Let’s start by examining the distance traveled for each road game for each team during the last 7 seasons. The following figure presents these distances in a box plot for each team.
As we can see there are teams that tend to travel large distances such as Seattle and San Francisco, while there are others that travel smaller distances (e.g., Pittsburgh and Cleveland). One might have expected this since the majority of the teams are in the central and east part of the country and hence, teams from the west coast are expected to travel more. Furthermore, the AFC north division (where Pittsburgh and Cleveland play) is more geographically contained and hence, there is not much traveling involved for their divisional games. Using the distances traveled for the last 7 NFL seasons we can make pairwise comparisons between teams. In particular, we performed a standard t-test between all pairs and the following matrix presents the results. Each point correspond to the difference between the distance traveled by the row team minus the distance traveled by the column team. It should be evident that the element (i,j) of this matrix is the negative of the element (j,i). Also the grid points with the red color correspond to comparisons that cannot reject the null hypothesis, that is, the two teams travel the same distances!

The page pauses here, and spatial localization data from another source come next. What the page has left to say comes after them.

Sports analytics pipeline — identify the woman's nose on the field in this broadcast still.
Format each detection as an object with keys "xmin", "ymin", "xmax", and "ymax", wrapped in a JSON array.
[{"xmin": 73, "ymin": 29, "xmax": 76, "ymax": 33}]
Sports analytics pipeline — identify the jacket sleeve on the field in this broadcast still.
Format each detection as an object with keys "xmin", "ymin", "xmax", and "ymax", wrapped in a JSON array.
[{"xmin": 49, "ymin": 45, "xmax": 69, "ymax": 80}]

As we can see, teams such as SF, SEA, ARI and OAK travel the most (the corresponding rows have light-colored grid points that based on the legend correspond to larger travel distances). One might think that this is kind of unfair since teams that travel a lot might be affected in their performance. Hence, I did a very simple experiment. In particular, for every team and for each one of the last 7 regular seasons, I calculated (a) the average distance traveled for its road games and (b) its final winning percentage. Then I computed the correlation between these two metrics. The following figure presents the scatterplot and it should be obvious that there is no relationship between them! In other words, less travel does not translate to more wins!

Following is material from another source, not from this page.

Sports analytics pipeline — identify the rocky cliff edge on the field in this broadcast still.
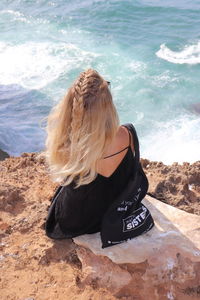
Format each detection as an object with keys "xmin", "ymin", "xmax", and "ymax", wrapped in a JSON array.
[{"xmin": 0, "ymin": 153, "xmax": 200, "ymax": 300}]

Even though there is not a relationship between road game distance and winning percentage, is there a better division of teams such that the travel distances are minimized all across the board? We start by performing a hierarchical clustering of teams based on their location in order to see what kind of clusters/divisions we get based on the geography of the teams (I have considered the Rams being still in Saint Louis).
As we can see at the two top-level clearly divide the teams in “west” coast and “east” coast teams. The current conference/division structure of the NFL does not do so (e.g., SEA is at NFC, while OAK is at AFC). Focusing at the dendrogram level that gives 8 clusters, i.e., the 8 divisions, we can see that the these divisions have different number of points (teams) in them. However, we need to constraint the clusters to 4 points each if we want to keep the current structure of the league. Therefore, the solution obtained by the hierarchical clustering can form the initialization of an iterative algorithm that tries to find 8 clusters of 4 points each, such that the average pairwise distance of the points in each clusters is minimized. Then these 8 clusters can further be agglomerated in 2 conferences in a similar manner. Based on this objective the optimal division of teams is the following:
This division reduces the inter-division (geographic) distances by 73% as compared to the current division. Of course, I am not suggesting that these should be the divisions in the NFL, since I understand that there are way more factors to be considered except from the geography. Nevertheless, who would not want to see the Steelers beating the Patriots twice a year!